Could you elaborate a bit more on 'lot of unfounded and outdated FUD floating around'? This could help in our discussions with our security team for a new for the PIN.
Thks
- Joe_LurieMicrosoft
Hey Stefane lalanc01 good to see you here! Network Unlock is handy when devices are being updated and rebooted overnight, so the device is ready for the end user when they come in in the morning, instead of stuck at the PIN screen. You really have two choices here:
- Use Network Unlock
- Remove the PIN requirement
Fortunately, we added hotpatching to Windows 11 Enterprise, version 24H2. Make sure you join that AMA as well, as it will allow the updates to install and be active even without a reboot AMA: Hotpatching Windows - client and server - December 11, 2024 - Microsoft Event
- lalanc01Iron Contributor
Thks Joe, yes hotpatch is good, but since bitlocker is suspended during patching with Autopatch it's less of a concern.
It's more of when we need to reboot devices for whatever reason or when there's power outages and the user is working remotely from home and IT just power on the machine.
- Anikpal123Copper Contributor
How can see Ransomware in windows security?
- perlarsen1975Microsoft
Anikpal123 Can you elaborate on your question??
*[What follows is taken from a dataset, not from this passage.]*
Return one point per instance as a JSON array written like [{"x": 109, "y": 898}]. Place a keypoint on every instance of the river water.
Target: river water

- Anikpal123Copper Contributor
To detect any type of malware in pc. So in windows defender security system ransomware feature is not found . How can I find this?
- genaromayelesCopper Contributor
When I have an MAA policy set in my tenant, I noticed that while building an application for deployment, the dependency and supersedence options are not editable after the detection rules step. Instead, it skips directly to scope tags and then to review and submit for approval. Could you explain why this happens and how to address it?
- Jason_SandysMicrosoft
This does not sound like expected behavior to me and could be an anomaly somewhere. I suggest opening a support case to investigate further, determine root cause, and pass on to the product team if action is required to address this.
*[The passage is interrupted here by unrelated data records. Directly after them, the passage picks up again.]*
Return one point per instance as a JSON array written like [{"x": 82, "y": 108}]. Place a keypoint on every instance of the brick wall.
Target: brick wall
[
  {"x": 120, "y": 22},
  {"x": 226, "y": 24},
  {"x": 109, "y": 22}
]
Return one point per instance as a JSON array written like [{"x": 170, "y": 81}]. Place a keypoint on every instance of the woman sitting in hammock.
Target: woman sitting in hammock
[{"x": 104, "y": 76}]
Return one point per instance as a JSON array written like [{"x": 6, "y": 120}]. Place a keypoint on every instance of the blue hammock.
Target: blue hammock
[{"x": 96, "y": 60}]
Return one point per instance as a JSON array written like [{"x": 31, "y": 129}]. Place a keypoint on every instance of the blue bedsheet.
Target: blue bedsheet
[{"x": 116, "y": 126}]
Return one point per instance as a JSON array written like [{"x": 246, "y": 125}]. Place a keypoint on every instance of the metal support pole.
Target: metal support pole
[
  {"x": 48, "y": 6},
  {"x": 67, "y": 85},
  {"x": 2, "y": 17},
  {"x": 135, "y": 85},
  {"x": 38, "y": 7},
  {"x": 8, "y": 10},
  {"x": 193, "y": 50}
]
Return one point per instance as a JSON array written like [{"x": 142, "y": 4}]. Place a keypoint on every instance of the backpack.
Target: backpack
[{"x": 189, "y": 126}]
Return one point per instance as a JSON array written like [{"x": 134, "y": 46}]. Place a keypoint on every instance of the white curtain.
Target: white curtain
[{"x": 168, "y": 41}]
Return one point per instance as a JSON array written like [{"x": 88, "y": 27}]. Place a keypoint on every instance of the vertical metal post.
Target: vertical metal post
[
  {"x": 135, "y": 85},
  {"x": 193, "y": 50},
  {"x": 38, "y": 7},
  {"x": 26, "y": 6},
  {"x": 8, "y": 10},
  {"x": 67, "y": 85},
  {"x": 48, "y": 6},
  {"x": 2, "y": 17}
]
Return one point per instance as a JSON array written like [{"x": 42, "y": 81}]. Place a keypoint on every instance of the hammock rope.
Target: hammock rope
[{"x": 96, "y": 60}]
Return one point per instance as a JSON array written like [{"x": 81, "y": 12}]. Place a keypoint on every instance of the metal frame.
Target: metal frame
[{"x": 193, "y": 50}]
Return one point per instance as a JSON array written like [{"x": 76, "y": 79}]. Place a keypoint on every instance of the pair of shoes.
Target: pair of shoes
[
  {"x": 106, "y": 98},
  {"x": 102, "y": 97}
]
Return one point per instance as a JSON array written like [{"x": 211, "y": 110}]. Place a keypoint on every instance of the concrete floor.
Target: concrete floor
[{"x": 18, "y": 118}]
- lalanc01Iron Contributor
Is there a way to test Administrator protection with 24h2 or we need to use insider builds?
If it's only on insider builds, do you know if it will be available later in 24h2 or only on 25h2?
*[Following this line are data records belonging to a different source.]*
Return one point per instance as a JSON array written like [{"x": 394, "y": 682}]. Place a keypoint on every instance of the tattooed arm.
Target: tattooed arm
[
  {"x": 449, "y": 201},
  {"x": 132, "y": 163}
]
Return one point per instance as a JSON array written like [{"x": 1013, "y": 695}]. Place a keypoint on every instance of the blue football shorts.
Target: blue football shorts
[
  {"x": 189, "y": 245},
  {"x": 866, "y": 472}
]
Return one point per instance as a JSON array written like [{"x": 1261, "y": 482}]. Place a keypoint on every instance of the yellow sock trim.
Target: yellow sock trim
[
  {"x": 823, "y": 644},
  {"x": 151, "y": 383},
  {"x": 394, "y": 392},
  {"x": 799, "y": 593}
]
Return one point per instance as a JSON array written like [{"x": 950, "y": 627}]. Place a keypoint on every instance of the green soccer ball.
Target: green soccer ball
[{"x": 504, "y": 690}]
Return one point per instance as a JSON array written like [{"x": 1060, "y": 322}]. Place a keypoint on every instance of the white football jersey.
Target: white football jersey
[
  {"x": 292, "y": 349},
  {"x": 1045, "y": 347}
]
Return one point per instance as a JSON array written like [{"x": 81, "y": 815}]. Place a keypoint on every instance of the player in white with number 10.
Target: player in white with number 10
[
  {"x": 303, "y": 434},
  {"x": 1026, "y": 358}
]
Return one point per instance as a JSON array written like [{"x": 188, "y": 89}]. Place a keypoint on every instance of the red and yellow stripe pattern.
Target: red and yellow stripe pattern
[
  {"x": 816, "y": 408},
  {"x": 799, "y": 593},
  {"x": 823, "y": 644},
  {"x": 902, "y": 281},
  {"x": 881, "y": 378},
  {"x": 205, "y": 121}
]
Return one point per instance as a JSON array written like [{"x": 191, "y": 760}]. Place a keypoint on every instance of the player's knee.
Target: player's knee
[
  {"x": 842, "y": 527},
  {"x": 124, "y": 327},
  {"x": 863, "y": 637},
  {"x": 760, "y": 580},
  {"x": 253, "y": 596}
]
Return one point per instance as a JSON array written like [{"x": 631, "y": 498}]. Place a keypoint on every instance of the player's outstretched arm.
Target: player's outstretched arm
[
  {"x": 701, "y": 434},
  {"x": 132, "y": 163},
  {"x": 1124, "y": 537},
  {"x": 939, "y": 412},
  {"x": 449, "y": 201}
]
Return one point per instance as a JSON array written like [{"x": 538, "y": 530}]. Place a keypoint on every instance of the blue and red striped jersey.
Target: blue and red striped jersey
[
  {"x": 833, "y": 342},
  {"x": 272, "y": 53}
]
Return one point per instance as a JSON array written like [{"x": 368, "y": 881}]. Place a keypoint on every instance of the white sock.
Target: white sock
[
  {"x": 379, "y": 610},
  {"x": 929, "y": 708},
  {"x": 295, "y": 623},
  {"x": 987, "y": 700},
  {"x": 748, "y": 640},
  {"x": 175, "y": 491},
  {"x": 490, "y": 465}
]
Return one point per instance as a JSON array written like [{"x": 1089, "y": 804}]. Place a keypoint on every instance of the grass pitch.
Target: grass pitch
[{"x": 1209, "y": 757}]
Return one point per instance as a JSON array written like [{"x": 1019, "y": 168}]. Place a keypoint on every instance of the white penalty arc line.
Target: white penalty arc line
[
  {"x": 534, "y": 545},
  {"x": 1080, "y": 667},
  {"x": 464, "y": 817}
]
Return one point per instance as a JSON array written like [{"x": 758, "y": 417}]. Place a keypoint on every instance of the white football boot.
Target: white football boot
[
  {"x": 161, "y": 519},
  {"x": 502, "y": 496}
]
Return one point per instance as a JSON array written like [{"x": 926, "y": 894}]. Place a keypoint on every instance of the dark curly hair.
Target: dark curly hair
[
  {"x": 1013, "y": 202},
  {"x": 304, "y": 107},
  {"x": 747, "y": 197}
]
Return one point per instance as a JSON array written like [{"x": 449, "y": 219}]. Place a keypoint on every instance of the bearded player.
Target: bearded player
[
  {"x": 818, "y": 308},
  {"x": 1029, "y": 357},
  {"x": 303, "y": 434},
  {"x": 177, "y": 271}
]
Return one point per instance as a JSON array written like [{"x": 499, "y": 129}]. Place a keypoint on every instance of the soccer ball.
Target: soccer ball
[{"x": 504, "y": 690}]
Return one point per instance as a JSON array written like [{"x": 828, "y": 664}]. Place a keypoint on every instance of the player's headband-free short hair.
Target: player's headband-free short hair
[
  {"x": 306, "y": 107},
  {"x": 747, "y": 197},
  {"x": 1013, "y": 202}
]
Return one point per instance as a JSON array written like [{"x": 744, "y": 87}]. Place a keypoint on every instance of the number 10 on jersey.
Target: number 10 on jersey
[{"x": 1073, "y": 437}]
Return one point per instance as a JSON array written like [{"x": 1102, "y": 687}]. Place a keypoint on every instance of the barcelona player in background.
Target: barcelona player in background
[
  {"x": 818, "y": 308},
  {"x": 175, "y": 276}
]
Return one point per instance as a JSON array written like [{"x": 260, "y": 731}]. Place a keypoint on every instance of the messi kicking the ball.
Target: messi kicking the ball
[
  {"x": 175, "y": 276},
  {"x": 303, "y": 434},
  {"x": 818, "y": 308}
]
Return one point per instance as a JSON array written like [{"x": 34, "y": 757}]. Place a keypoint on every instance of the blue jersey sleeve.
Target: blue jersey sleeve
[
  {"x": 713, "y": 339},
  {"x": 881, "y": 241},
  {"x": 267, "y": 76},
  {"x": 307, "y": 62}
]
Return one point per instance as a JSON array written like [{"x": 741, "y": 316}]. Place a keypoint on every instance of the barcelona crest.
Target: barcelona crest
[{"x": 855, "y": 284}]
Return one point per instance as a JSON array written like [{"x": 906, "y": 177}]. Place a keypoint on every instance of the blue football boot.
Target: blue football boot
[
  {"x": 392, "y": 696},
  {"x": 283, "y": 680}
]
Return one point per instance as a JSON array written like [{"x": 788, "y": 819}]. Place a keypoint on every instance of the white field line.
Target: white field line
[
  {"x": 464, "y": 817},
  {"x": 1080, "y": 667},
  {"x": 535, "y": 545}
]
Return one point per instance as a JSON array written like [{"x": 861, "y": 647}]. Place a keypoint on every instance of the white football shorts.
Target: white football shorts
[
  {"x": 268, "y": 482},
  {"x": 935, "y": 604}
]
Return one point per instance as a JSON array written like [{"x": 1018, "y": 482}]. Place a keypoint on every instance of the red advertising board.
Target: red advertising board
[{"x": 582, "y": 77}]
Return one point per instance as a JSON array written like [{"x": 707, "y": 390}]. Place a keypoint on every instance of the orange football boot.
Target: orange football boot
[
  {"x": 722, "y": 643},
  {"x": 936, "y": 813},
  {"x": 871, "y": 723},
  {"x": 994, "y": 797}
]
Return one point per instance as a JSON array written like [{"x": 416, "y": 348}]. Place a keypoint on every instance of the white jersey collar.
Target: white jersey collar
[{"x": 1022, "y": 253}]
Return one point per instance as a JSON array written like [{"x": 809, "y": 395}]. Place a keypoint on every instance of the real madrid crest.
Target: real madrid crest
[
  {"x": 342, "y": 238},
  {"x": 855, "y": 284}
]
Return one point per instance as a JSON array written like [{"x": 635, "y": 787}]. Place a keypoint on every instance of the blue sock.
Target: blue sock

thks- perlarsen1975Microsoft
It is currently only for insider builds Administrator protection on Windows 11 | Microsoft Community Hub
- jeddy_Iron Contributor
This is more of a comment than a question - I just wanted to call out that the Intune Policy CSP documentation still has large gaps when compared to traditional Group Policy documentation, especially for newly updated settings. I recently had an issue where the DeviceLock CSP documentation at https://learn.microsoft.com/en-us/windows/client-management/mdm/policy-csp-devicelock did not have any documented formatting for AccountLockoutPolicy, and I had to go find it in a Microsoft GitHub repo at https://github.com/microsoft/osconfig/blob/main/security/SecurityBaseline_WindowsServer_2025-2409.csv . This has been the case for some other CSP settings also.
- Kevin_SheehanMicrosoft
Great question! Not all settings in GP were originally brought to MDM. We added around 70 or so including new DeviceLock policies in 24H2, and will be backporting in the first quarter of '25 to all in service Win11 releases. Most of the new batch are local security policies, system services, user rights, etc. We'll update the docs when the backport is done, as we don't want to confuse people until they are available and in Settings Catalog.